Since the House of Representatives passed its own version of the bill last week, all that remains is the signature of McDonnell. The governor has already said he would sign it if it reached his office.
The decision to repeal the law is seen as victory for conservative lawmakers in the Republican-controlled Senate. More from the AP:
Emboldened by last fall's electoral gains that gave Republicans organizational control of the Senate, conservative lawmakers have offered several pro-gun measures this session. The one-handgun-a-month repeal is perhaps the most significant of those measures still alive after a proposal to allow guns on college campuses was postponed until next year.
"It's something that should have happened a long time ago,'' Philip Van Cleave, president of the pro-gun Virginia Citizens Defense league, said in a telephone interview. "The government is rationing firearms, as if that's going to make a difference to criminals.

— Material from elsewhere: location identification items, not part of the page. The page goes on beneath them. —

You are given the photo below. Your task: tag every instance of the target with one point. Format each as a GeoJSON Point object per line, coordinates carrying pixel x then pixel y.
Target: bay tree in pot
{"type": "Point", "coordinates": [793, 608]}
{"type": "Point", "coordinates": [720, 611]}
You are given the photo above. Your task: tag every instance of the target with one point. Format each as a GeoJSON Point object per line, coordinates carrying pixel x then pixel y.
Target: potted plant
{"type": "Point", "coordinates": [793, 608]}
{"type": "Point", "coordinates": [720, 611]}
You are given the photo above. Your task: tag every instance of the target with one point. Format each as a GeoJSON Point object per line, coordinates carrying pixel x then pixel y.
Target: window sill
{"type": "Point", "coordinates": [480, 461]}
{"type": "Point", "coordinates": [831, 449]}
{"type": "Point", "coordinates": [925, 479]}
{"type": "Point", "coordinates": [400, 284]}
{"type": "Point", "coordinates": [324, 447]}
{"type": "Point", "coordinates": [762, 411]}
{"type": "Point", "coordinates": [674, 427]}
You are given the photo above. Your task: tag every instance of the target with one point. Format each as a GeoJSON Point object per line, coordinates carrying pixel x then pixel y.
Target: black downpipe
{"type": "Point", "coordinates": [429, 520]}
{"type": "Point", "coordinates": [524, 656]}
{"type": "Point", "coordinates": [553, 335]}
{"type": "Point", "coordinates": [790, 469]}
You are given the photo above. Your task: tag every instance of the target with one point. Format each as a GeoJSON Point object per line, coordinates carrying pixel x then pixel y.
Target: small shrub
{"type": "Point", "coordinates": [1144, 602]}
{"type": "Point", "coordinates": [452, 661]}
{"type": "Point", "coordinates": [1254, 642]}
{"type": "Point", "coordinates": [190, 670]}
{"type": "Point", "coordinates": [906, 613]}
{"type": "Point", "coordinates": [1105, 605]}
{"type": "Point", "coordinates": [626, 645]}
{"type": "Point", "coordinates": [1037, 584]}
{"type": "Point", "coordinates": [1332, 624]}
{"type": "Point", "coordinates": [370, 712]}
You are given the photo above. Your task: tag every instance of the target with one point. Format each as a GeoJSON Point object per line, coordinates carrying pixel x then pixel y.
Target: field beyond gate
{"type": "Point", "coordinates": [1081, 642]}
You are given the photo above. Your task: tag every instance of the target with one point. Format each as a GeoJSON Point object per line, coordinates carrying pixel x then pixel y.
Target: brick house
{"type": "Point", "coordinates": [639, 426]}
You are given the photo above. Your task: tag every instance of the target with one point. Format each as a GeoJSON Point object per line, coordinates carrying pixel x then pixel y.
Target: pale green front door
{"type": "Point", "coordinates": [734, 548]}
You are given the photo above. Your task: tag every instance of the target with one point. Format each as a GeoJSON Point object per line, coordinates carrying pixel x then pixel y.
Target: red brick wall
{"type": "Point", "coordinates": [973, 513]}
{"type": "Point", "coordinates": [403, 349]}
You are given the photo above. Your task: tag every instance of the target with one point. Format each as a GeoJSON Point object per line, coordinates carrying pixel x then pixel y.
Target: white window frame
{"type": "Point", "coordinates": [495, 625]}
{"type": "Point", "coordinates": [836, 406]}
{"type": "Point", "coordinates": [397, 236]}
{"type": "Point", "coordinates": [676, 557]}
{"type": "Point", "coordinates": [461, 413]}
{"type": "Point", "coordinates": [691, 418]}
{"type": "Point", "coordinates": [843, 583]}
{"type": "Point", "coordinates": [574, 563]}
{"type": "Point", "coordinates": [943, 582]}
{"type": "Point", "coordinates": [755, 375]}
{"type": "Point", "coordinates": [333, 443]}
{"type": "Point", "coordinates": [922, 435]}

It never does.''
Gun control advocates believed they had three Republicans on their side, but that was before the Senate took a one-hour recess so the GOP caucus could shore up support for the bill. They were bitterly disappointed by the outcome.
"Virginia has had more than its share of horrific tragedies perpetrated by criminals with easy access to firearms,'' Lori Haas, whose daughter Emily was wounded in the 2007 mass shooting at Virginia Tech, said in a statement. "It is a sad day when our legislators purposely make it easier for gun traffickers to do their dirty business.''
* In other Virginia Senate news, Lt. Gov. Bill Bolling broke a 20-20 tie along party lines to pass legislation forcing voters to bring ID with them to vote at state polling locations on Election Day.
Those for the bill said it would help stop voter fraud. Those against it said it would suppress voting by minorities, the elderly, the disabled and students.
Drivers' licenses and utility bills would be acceptable forms of ID, according to bill supporters.